J’ai vu vos cols glacés sur vos cous raides,
Et vos yeux qui guettaient ma main,
Ma main trop peu obéissante.
Qu’est-ce que j’ai à vous dire?
Il y a vos yeux vides entre nous.

Femmes,
Qu’est-ce que j’ai à vous dire?
Je vous aimais.
Je suis parti pour vous porter mon front.
Vous causiez avec votre corsetière.
Vous avez promené un tube sur vos lèvres,
Et vos yeux n’ont pas vu ma main,
Ma main tremblante.
Femmes,
Qu’est-ce que j’ai à vous dire?
Il y a trop de rouge gras entre nous.

Enfants,
Qu’est-ce que j’ai à vous dire?
Je ne suis pas parti vers vous.
Aucun de vous n’a fatigué mes bras ni mes genoux.
Aucun de vous n’a détourné ma main qui écrivait
Et n’a jeté de l’encre sur ma page.
Enfants, petits enfants,
Qu’est-ce que j’ai à vous dire?
Il y a trop de baisers, pas donnés, entre nous.

(Novembre 1911)

Caridade aos Pobres
(Robert Kemm: pintor inglês)

Pobres...

Pobres,
que vos hei de dizer?
Eu vos amava.
Meus livros e meu Deus falaram-me de vós.
Saí a vosso encontro para levar-vos meu amparo,
mas deparei com vossos torsos curvos,
vossos joelhos dobrados,
vossos olhares de cães batidos atentos às minhas mãos.
Que vos hei de dizer?
Há entre nós a vossa mão, pedindo...

Ricos,
que vos hei de dizer?
Eu vos amava.
Meus poetas e meus pintores falaram-me de vós.
Saí a vosso encontro para levar-vos os meus cantos,
mas vos achei de colarinho duro,
duros também e arrogantes,
desconfiados de minhas mãos pouco obedientes.
Que vos hei de dizer?
Há entre nós o vazio de vossos olhos...

Mulheres,
que vos hei de dizer?
Eu vos amava.
Saí a vosso encontro carregado de amor,
mas vos achei com as vossas costureiras
e vos enchendo os lábios de batom.
Vossos olhos não viram minhas mãos,
minhas mãos trêmulas.
Mulheres,
Que vos hei de dizer?
rouge demais entre nós...

Crianças,
que vos hei de dizer?
Não corri ao vosso encontro,
nenhuma de vós cansou-me os braços e os joelhos,
nenhuma de vós desviou a mão que escrevia
nem jogou tinta no meu papel.
Crianças, criancinhas,
que vos hei de dizer?
Há entre nós todos os beijos que não dei...

(Novembro 1911)

Referências:

Em Francês

SPIRE, André.

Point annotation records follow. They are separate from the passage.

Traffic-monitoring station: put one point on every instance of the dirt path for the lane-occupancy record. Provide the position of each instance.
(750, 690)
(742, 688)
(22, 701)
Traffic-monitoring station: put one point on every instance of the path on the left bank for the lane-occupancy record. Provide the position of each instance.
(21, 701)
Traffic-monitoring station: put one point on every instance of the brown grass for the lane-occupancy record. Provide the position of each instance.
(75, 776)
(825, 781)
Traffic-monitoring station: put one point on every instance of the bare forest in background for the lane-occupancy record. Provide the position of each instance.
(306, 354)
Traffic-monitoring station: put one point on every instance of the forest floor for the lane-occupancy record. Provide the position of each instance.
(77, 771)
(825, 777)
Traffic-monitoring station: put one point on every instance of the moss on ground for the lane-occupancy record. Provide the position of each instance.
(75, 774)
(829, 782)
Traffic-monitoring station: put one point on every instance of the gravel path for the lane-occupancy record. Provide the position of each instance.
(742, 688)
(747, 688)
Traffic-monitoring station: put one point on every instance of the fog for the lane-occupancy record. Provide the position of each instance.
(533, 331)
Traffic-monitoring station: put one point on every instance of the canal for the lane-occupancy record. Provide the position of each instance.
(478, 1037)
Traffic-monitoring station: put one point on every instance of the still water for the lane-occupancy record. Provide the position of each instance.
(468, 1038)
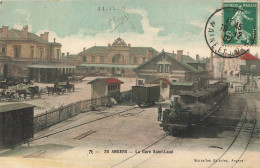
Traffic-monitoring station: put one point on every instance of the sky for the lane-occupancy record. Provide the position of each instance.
(162, 24)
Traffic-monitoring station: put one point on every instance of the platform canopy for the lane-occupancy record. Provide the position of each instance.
(49, 66)
(15, 106)
(248, 56)
(108, 66)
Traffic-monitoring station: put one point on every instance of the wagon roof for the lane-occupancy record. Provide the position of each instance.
(107, 81)
(15, 106)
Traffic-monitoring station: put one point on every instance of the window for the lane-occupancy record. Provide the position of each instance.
(135, 60)
(101, 59)
(102, 69)
(167, 68)
(3, 50)
(47, 54)
(118, 58)
(160, 68)
(58, 53)
(41, 52)
(93, 58)
(17, 51)
(84, 58)
(92, 69)
(31, 51)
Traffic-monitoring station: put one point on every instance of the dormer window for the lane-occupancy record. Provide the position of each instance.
(161, 68)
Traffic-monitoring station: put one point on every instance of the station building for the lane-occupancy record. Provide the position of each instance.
(20, 48)
(118, 59)
(175, 67)
(101, 87)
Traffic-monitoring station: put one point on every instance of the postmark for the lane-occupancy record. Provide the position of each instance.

Il y a. In: __________. Le secret. Paris, FR: NRF – Nouvelle Revue Française & Gallimard, 1919. p. 94-96.

Em Português

SPIRE, André. Pobres... Tradução de Sérgio Milliet. In: MILLIET, Sérgio (Seleção e Notas). Obras-primas da poesia universal. 3. ed. São Paulo, SP: Livraria Martins Editora, 1957. p. 221-222.